Listen to the Globalists
By Tony Cartalucci
A great debate is going on amongst honest commentators over what is actually happening in Egypt. The debate stems from the horribly inaccurate information being supplied by the globalist owned mainstream media. A superficial look at AlJazeera, BBC, and CNN reveals that even their concerted efforts to build up public opinion behind the protesters are inconsistent. There is no better example than AlJazeera's 2 million man march, BBC's 100's of thousands man march, and CNN's tens of thousands man march.
Accomplished historian and unparalleled researcher Dr. Webster Tarpley outright calls AlJazeera a British intelligence operation, noting that Hahrir Square had at best 50,000 protesters at the height of the "march of millions." He attempts to point out that the protesters lack any pragmatic solutions amongst their demands.
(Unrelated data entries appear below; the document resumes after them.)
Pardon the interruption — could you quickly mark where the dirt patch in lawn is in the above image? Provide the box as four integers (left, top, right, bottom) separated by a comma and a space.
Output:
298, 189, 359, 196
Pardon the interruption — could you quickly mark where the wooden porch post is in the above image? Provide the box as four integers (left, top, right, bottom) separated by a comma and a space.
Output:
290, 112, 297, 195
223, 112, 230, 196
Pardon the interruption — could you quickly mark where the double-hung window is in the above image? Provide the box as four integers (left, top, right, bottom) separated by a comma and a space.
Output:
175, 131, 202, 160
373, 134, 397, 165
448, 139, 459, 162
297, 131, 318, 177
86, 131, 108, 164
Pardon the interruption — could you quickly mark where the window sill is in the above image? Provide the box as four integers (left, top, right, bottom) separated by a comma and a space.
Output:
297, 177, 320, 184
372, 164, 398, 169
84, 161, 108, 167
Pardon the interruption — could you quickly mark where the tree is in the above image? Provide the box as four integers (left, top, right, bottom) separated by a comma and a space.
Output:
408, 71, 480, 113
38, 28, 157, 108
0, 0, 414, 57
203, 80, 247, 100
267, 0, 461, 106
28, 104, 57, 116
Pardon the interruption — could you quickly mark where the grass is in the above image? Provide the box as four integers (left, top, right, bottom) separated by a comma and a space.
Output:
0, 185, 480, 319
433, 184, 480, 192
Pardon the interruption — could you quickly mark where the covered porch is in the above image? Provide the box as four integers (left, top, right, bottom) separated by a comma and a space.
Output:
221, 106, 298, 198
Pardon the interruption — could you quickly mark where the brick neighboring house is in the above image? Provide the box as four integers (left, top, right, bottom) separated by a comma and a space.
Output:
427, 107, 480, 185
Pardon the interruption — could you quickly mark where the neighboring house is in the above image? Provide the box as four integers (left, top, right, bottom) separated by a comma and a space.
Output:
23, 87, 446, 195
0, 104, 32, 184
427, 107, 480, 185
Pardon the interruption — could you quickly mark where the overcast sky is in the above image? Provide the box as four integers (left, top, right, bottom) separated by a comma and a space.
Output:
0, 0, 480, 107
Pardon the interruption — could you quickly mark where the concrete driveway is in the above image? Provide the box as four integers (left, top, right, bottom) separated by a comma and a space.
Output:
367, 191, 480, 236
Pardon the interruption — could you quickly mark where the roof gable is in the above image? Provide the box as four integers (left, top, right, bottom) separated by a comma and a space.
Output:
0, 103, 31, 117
The protesters' demands indeed lack any pragmatic, technical solutions for the myriad of problems that face Egyptian society, but their demands do become very specific regarding the changes in the system they would like to see. Protesters unfurled a banner enumerating these political "reforms."
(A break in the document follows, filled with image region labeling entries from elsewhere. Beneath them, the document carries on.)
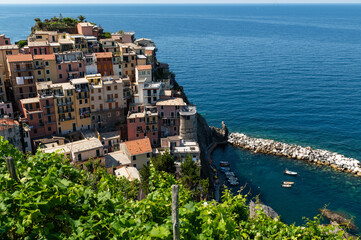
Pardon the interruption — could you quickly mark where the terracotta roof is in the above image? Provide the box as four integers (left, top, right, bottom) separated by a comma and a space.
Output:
125, 138, 152, 155
95, 52, 113, 58
6, 54, 33, 62
137, 65, 152, 70
34, 54, 55, 60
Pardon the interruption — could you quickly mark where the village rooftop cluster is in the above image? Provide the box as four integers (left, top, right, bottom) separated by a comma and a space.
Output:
0, 15, 200, 180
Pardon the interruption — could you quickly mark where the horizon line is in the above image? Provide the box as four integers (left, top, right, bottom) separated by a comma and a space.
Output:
0, 2, 361, 6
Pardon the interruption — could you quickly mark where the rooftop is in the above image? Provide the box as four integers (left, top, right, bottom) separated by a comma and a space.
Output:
65, 138, 103, 153
115, 167, 140, 181
6, 54, 33, 62
20, 97, 39, 104
0, 44, 19, 50
105, 151, 131, 168
156, 98, 186, 106
70, 78, 89, 85
28, 41, 49, 47
34, 54, 55, 60
124, 138, 152, 155
136, 65, 152, 70
95, 52, 113, 58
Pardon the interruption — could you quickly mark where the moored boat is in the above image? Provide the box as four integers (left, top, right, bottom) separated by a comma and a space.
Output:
284, 168, 298, 176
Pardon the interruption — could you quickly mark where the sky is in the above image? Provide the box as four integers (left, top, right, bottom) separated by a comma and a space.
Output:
0, 0, 361, 4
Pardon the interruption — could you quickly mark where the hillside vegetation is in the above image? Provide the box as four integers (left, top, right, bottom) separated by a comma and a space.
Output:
0, 137, 343, 239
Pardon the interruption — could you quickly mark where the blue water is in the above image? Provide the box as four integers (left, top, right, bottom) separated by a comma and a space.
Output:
0, 5, 361, 229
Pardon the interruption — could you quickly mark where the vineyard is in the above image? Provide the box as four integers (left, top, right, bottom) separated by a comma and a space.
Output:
0, 137, 344, 239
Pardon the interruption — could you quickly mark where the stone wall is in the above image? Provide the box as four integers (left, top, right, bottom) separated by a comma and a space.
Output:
228, 133, 361, 176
Project on Middle East Democracy, a US National Endowment for Democracy funded NGO, translates the banner as saying: “Our demands: 1. deposing the president 2. dissolving the two illegitimate houses of parliament 3. lifting the state of emergency immediately 4. forming a caretaker national unity government 5. an elected parliament that amends the constitution to allow fair presidential elections 6. bringing murders of demonstrators to trial 7. immediate judicial proceedings against corrupt officials and those stealing the of the nation.”
Ironically, many of the globalist think-tanks cheer-leading the protests and distributing the mass media's talking points have also made these exact "demands." Could it be that this organic, spontaneous uprising against the Mubarak regime just so happens to resonate verbatim with the globalist policy wonks? The answer is most emphatically, no.
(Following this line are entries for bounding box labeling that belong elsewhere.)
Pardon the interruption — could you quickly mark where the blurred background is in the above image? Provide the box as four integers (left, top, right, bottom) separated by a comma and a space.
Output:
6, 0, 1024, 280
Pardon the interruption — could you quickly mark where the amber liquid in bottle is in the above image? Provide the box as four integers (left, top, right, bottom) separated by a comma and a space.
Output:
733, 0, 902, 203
The International Crisis Group, of which protest leader Mohamed ElBaradei is a trustee, verbatim repeats the need for an interim national unity government, lifting the state of emergency, and amendments to the constitution especially in regards to elections.
The Council on Foreign Relations' "Foreign Policy" magazine features an article by Zalmay Khalilzad, of the globalist Center for Strategic and International Studies calling for the same "reforms," including Mubarak's immediate departure, a constitutional convention for amendments, and a "transitional government."
The Carnegie Middle East Center's piece "Egypt's Path Ahead: Agree to the People's Demands" by Amr Hamzawy also repeats these demands verbatim and insists Egypt bow to a 50,000 strong ochlocracy. Vice President and Director of Foreign Policy at the globalist Brookings Institute, Martin Indyk, wrote an article with the self-explanatory title "In Egypt, the Time Has Come for Mubarak To Go."
Fellow Brookings Institute member Shadi Hamid also weighs in. His prolific propagandizing should be of no surprise to anyone, as he had served on the globalists' National Endowment for Democracy funded NGO Project on Middle Eastern Democracy mentioned above. It should be noted that NGOs play a vital role in shaping and manipulating public opinion in regards to the globalist agenda.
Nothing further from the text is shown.